Безумие одних и ярость, жажда мести других ширили размеры поражения. Потоки крови смешались с дождем. Татарам чудилось, будто небо валится на них и земля разверзается у них под ногами. Грохот грома, грозовые раскаты, шум дождя, мрак, ужас грозы – все это жутким эхом вторило резне. Кони драгун, тоже охваченные страхом, бросались как безумные в людскую гущу, в прах разнося ее, ломая, устилая трупами землю.

Наконец небольшие кучки людей обратились в бегство, но, ошалев до умопомраченья, бежали не вперед, а по кругу, обежав поле боя, сталкивались, как две встречные волны, падали и шли под меч.

Наконец остатки их были полностью рассеяны, бегущих преследовали и секли без пощады, не беря пленных, пока рожки в лагере не протрубили отбоя.

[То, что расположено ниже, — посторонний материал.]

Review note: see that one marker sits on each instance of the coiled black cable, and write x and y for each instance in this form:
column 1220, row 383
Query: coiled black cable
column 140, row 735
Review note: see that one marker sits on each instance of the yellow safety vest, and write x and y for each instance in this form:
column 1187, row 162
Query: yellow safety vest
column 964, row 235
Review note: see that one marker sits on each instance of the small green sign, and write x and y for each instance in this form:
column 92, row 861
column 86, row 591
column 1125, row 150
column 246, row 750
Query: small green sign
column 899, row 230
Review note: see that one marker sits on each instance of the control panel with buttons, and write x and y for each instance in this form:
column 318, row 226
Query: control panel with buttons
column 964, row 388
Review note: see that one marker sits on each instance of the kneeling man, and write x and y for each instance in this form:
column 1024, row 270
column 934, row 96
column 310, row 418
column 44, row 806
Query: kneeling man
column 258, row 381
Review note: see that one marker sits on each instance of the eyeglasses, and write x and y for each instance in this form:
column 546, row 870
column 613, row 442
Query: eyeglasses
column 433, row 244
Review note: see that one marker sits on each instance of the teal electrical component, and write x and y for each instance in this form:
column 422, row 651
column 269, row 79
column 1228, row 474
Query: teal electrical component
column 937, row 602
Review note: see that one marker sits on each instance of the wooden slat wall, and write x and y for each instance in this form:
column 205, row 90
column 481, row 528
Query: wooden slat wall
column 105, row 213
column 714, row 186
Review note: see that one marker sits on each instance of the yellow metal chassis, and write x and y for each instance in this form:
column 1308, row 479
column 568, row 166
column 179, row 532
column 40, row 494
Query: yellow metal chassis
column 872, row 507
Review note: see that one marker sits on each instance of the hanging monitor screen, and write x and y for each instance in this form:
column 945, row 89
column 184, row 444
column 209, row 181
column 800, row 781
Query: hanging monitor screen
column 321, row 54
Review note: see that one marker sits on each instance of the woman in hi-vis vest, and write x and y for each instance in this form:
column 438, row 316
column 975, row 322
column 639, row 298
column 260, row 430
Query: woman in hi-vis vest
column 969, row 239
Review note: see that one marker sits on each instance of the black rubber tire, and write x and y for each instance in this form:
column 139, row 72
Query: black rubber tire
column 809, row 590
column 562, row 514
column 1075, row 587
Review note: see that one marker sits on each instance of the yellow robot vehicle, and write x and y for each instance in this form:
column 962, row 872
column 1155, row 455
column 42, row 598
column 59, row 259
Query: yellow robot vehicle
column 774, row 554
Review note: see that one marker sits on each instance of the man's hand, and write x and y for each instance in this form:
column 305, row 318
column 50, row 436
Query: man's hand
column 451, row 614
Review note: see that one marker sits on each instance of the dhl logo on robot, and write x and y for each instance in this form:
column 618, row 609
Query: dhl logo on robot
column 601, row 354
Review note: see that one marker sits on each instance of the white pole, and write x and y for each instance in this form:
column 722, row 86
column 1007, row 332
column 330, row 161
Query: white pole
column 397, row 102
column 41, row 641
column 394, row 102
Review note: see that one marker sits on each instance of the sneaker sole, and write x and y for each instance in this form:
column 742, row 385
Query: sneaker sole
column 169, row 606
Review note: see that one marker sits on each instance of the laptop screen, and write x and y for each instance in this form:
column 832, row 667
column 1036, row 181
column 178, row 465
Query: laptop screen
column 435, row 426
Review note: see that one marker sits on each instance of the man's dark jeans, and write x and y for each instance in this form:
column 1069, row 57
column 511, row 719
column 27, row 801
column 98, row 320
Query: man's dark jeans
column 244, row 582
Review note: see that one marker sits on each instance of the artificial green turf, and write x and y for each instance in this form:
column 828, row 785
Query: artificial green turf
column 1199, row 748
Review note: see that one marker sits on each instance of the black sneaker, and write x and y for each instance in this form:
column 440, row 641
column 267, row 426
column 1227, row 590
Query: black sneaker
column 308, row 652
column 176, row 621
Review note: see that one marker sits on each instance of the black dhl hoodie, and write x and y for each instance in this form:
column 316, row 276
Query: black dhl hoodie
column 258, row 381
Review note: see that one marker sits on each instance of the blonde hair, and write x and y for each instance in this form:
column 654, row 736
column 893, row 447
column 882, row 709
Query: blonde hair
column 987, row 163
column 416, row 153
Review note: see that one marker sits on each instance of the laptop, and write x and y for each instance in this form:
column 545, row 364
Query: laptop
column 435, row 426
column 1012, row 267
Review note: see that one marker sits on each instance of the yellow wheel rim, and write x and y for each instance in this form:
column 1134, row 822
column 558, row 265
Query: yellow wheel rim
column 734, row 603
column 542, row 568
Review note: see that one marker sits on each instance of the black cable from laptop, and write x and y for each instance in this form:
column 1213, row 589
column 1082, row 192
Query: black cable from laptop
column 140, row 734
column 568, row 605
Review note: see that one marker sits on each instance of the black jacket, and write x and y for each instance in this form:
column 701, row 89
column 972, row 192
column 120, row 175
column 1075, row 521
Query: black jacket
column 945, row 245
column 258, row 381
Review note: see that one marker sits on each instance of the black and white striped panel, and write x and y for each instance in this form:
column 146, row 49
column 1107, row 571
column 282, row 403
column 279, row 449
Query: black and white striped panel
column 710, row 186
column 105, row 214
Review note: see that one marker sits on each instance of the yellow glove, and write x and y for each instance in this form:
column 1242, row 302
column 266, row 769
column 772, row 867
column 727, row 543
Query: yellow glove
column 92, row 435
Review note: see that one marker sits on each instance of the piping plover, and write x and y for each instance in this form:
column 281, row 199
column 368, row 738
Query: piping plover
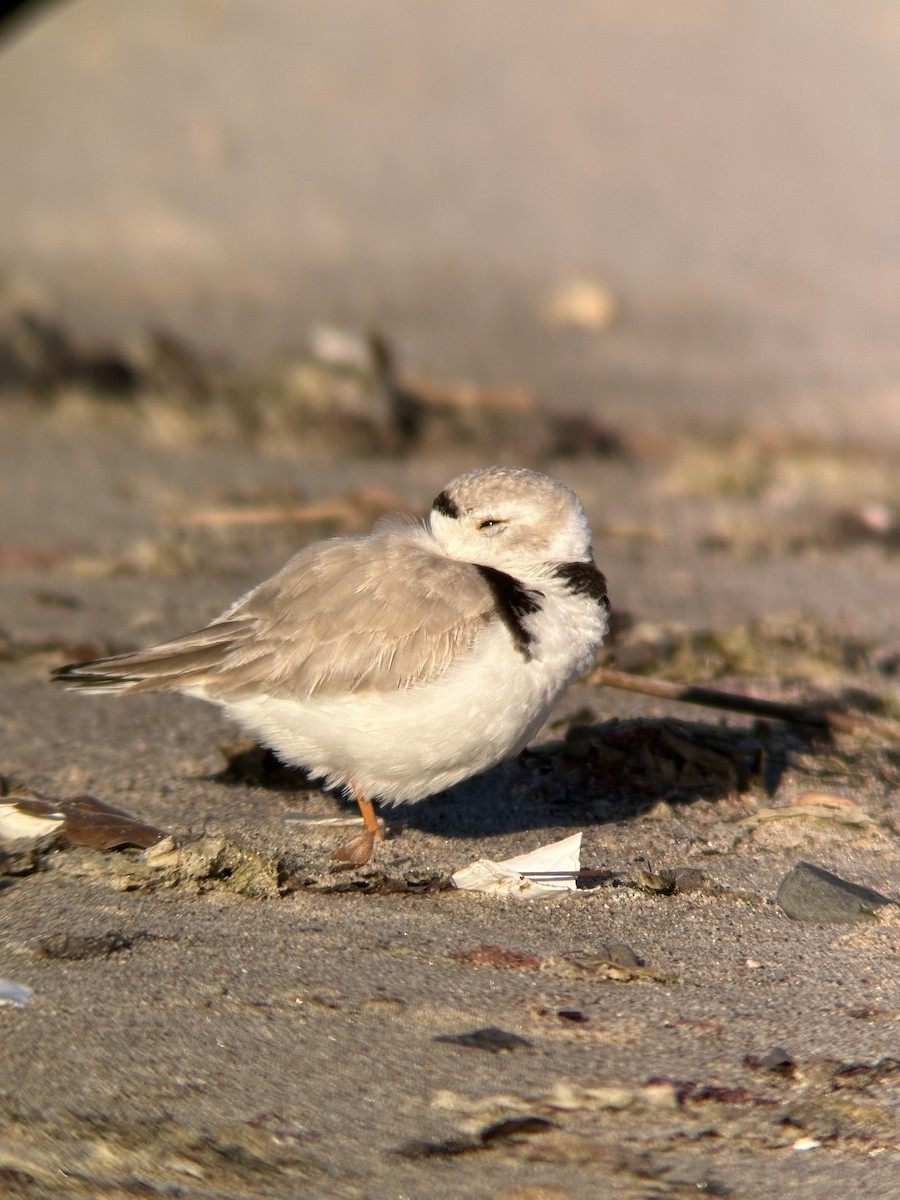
column 400, row 663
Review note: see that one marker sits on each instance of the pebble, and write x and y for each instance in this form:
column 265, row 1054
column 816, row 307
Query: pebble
column 810, row 893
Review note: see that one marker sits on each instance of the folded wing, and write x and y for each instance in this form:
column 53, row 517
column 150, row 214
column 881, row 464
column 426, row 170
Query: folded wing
column 353, row 615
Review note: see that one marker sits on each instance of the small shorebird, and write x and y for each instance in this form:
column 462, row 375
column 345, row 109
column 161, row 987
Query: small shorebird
column 400, row 663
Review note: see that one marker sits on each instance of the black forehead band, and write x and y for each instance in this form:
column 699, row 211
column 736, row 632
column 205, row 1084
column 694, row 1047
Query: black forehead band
column 445, row 507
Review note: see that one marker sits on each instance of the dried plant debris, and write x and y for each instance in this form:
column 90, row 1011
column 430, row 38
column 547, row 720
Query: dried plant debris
column 853, row 1104
column 346, row 394
column 785, row 646
column 615, row 963
column 640, row 762
column 118, row 1156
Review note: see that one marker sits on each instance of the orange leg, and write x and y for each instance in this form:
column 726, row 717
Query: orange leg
column 367, row 809
column 358, row 851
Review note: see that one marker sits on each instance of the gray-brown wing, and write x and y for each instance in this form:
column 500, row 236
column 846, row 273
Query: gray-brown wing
column 357, row 613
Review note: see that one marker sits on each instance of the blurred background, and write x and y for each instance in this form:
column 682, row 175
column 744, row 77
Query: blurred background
column 664, row 213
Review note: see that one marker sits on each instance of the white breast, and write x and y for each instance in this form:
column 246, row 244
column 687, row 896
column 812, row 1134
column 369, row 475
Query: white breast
column 407, row 744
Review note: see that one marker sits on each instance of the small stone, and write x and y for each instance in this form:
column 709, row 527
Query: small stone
column 810, row 893
column 491, row 1038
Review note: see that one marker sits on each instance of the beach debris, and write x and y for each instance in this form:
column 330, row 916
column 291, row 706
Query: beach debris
column 81, row 820
column 819, row 808
column 90, row 822
column 810, row 893
column 546, row 871
column 23, row 817
column 78, row 947
column 581, row 304
column 16, row 994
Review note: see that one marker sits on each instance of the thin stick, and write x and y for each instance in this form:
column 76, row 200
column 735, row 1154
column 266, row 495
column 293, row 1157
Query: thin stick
column 711, row 697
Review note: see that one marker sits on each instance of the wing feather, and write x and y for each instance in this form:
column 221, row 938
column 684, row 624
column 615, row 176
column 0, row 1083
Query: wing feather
column 375, row 613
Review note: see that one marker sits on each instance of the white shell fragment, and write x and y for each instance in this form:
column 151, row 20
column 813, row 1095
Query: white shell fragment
column 556, row 867
column 12, row 993
column 16, row 823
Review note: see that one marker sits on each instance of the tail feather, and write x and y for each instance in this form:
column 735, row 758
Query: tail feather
column 179, row 664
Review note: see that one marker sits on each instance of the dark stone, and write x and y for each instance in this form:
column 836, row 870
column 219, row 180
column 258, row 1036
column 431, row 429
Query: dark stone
column 491, row 1038
column 810, row 893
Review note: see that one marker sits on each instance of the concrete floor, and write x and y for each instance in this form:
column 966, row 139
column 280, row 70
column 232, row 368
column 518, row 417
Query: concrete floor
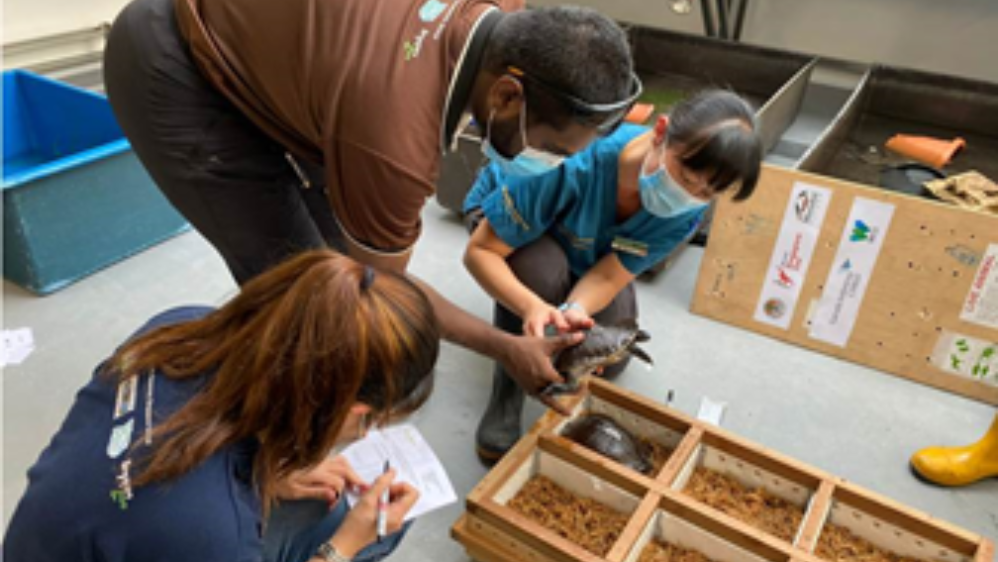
column 848, row 420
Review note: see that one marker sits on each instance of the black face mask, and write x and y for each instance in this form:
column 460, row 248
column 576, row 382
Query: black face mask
column 502, row 135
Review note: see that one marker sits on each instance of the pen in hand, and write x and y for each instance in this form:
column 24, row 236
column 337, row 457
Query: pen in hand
column 383, row 508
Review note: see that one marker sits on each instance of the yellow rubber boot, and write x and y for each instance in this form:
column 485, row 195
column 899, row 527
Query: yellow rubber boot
column 959, row 466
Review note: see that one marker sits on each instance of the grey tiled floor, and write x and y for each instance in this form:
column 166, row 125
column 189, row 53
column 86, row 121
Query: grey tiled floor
column 846, row 419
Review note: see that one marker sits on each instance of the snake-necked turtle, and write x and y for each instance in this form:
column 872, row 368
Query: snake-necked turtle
column 603, row 346
column 605, row 436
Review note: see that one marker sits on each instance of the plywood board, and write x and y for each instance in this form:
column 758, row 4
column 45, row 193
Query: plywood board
column 492, row 532
column 911, row 319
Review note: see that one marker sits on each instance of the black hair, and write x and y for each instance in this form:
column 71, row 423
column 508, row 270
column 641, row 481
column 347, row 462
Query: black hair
column 715, row 131
column 576, row 50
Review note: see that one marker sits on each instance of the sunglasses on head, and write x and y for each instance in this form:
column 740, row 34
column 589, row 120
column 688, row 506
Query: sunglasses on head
column 615, row 112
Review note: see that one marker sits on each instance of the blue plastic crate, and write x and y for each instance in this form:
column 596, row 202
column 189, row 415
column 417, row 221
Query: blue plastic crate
column 76, row 199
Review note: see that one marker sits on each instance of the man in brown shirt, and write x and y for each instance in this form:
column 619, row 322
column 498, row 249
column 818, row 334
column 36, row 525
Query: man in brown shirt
column 276, row 126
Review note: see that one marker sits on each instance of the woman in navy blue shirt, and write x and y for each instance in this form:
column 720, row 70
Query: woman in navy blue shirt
column 563, row 248
column 197, row 426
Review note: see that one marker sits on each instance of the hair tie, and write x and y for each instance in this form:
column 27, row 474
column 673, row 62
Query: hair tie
column 368, row 277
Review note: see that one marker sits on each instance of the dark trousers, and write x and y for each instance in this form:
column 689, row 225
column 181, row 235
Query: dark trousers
column 543, row 267
column 226, row 176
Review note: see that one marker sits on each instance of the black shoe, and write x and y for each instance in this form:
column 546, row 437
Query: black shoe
column 500, row 426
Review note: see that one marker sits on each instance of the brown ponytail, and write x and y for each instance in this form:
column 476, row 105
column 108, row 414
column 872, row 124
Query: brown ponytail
column 290, row 354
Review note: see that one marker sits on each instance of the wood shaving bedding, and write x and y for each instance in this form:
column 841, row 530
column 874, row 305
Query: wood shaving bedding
column 585, row 522
column 658, row 454
column 658, row 551
column 757, row 507
column 839, row 544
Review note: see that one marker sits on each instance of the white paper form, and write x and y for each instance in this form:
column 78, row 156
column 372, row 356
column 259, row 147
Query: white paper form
column 16, row 346
column 413, row 460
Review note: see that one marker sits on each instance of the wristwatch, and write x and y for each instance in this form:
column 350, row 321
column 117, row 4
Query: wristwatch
column 329, row 553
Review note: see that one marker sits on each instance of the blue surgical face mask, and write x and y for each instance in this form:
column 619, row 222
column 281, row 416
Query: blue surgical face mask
column 662, row 196
column 529, row 162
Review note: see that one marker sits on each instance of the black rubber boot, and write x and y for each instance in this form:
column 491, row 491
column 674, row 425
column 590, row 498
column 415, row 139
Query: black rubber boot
column 500, row 427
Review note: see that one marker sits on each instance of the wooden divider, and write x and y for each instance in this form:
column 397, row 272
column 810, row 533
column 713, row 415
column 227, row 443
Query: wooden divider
column 493, row 532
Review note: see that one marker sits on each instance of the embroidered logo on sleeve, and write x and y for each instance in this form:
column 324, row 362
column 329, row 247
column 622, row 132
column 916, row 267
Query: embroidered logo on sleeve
column 628, row 246
column 413, row 47
column 431, row 10
column 511, row 210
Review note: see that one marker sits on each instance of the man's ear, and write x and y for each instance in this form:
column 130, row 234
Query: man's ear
column 360, row 409
column 506, row 97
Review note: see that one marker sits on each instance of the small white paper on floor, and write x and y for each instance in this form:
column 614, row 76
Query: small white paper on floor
column 413, row 460
column 711, row 411
column 16, row 346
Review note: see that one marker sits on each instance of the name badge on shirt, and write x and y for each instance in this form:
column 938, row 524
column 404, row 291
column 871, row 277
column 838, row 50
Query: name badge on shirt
column 629, row 246
column 124, row 404
column 121, row 438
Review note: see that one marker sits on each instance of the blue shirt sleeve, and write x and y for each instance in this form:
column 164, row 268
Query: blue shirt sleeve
column 660, row 237
column 488, row 180
column 521, row 209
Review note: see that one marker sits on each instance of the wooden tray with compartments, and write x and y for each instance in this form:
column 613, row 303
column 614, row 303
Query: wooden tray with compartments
column 658, row 509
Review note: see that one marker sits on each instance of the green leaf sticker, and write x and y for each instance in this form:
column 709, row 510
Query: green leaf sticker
column 119, row 497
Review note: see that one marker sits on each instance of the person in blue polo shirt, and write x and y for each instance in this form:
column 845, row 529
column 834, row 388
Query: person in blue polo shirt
column 183, row 441
column 562, row 249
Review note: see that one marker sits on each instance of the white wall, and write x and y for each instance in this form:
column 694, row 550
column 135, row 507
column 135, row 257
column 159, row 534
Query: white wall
column 957, row 37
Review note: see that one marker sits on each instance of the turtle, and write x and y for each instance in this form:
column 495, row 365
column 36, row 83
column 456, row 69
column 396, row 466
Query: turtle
column 603, row 346
column 603, row 434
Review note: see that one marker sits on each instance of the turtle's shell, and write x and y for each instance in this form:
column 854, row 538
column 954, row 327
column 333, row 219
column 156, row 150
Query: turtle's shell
column 603, row 346
column 605, row 436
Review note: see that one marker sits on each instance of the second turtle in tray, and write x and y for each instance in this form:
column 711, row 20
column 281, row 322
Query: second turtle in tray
column 605, row 436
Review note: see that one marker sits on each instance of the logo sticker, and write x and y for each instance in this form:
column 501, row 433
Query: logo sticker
column 412, row 48
column 125, row 401
column 431, row 10
column 775, row 308
column 121, row 438
column 861, row 232
column 805, row 205
column 783, row 278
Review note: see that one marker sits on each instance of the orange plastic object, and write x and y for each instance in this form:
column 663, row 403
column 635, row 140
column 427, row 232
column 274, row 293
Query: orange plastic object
column 934, row 152
column 639, row 113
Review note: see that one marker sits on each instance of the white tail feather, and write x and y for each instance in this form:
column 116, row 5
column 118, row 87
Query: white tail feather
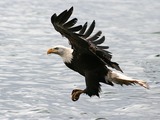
column 124, row 80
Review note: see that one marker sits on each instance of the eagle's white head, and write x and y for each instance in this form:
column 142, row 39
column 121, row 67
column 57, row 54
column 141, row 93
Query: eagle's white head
column 64, row 52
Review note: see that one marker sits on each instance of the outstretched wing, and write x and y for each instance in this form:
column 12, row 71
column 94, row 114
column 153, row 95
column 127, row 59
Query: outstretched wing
column 80, row 37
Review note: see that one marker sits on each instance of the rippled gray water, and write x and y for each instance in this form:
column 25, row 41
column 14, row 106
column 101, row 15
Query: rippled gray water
column 34, row 86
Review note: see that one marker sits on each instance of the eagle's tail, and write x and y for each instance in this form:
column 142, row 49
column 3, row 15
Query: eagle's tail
column 124, row 80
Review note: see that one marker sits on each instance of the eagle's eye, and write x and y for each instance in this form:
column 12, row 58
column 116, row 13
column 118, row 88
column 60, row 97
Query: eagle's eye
column 56, row 48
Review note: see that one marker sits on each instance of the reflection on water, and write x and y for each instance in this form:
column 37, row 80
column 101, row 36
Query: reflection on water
column 34, row 85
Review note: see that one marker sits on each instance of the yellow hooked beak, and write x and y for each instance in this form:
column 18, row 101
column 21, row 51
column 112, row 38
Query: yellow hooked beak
column 51, row 50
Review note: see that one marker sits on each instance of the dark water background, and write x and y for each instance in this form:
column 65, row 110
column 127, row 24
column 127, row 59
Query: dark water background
column 34, row 86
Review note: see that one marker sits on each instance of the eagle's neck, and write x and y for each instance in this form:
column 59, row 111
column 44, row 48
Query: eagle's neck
column 67, row 55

Трудно представить себе набег более неожиданный, и поражение более страшное вообразить невозможно. Три сотни человек разогнали на все четыре стороны рать почти в две тысячи отборнейших конников, воинским уменьем значительно превосходившую обыкновенные чамбулы. Большая часть их лежала скошенная в лужах дождя и крови. Остальные рассеялись, благодаря темноте спасли себе жизнь и бежали куда глаза глядят, быть может, снова под нож. Гроза и мрак помогли победителям, словно гнев божий поддерживал их, обратившись против изменников.

Опустилась глубокая ночь, когда Нововейский во главе драгун двинулся обратно к границам Речи Посполитой. Меж поручиком и вахмистром Люсьней шел конь из табуна. На спине его лежал прикрученный веревками предводитель липеков, сын Тугай-бея Азья – без сознания, с переломанными ребрами, но живой.

Оба всадника то и дело на него поглядывали, да так внимательно и заботливо, будто везли сокровище и боялись обронить.

Гроза проходила; по небу еще скопом мчались тучи, но в разрывах засветились уже звезды, отражаясь в озерках, образованных в степи ливнем.

В отдалении, ближе к рубежам Речи Посполитой, время от времени еще громыхал гром.

ГЛАВА XLIX

Бежавшие татары дали знать о поражении белгородской орде, оттуда гонцы понесли весть в ордуигамаюн, то есть в стан повелителя, где она произвела впечатление необычайное. Правду говоря, Нововейскому не стоило так уж спешить со своей добычею в Речь Посполитую – ибо не только что в первую минуту, но и в два последующие дня никто его не преследовал. Потрясенный султан не знал, что предпринять. Пока что он послал белгородские и добруджские чамбулы разузнать, что за войско появилось в окрестностях. Те пошли неохотно, дрожа за собственную шкуру. Стоустая молва тем временем представила случившееся как поражение весьма значительное. Жителей глубинной Азии и Африки, которые до сих пор не ходили войной на Лехистан, но много слышали о грозной коннице неверных, обуял страх при мысли, что они вот-вот столкнутся с неприятелем, который не стал дожидаться их в своих пределах, но отправился искать с ними встречи в самом царстве падишаха. Сам великий визирь и «будущее солнце войны» каймакам Черный Мустафа тоже не знали, что и думать об этом набеге. Каким образом Речь Посполитая, о бессилии которой имелись у них подробнейшие реляции, посмела действовать наступательно, этого не умела отгадать ни одна турецкая голова. Но было ясно: вряд ли стоило надеяться на быструю победу и легкий триумф. Султан на военном совете с грозным обличьем встретил визиря и каймакама.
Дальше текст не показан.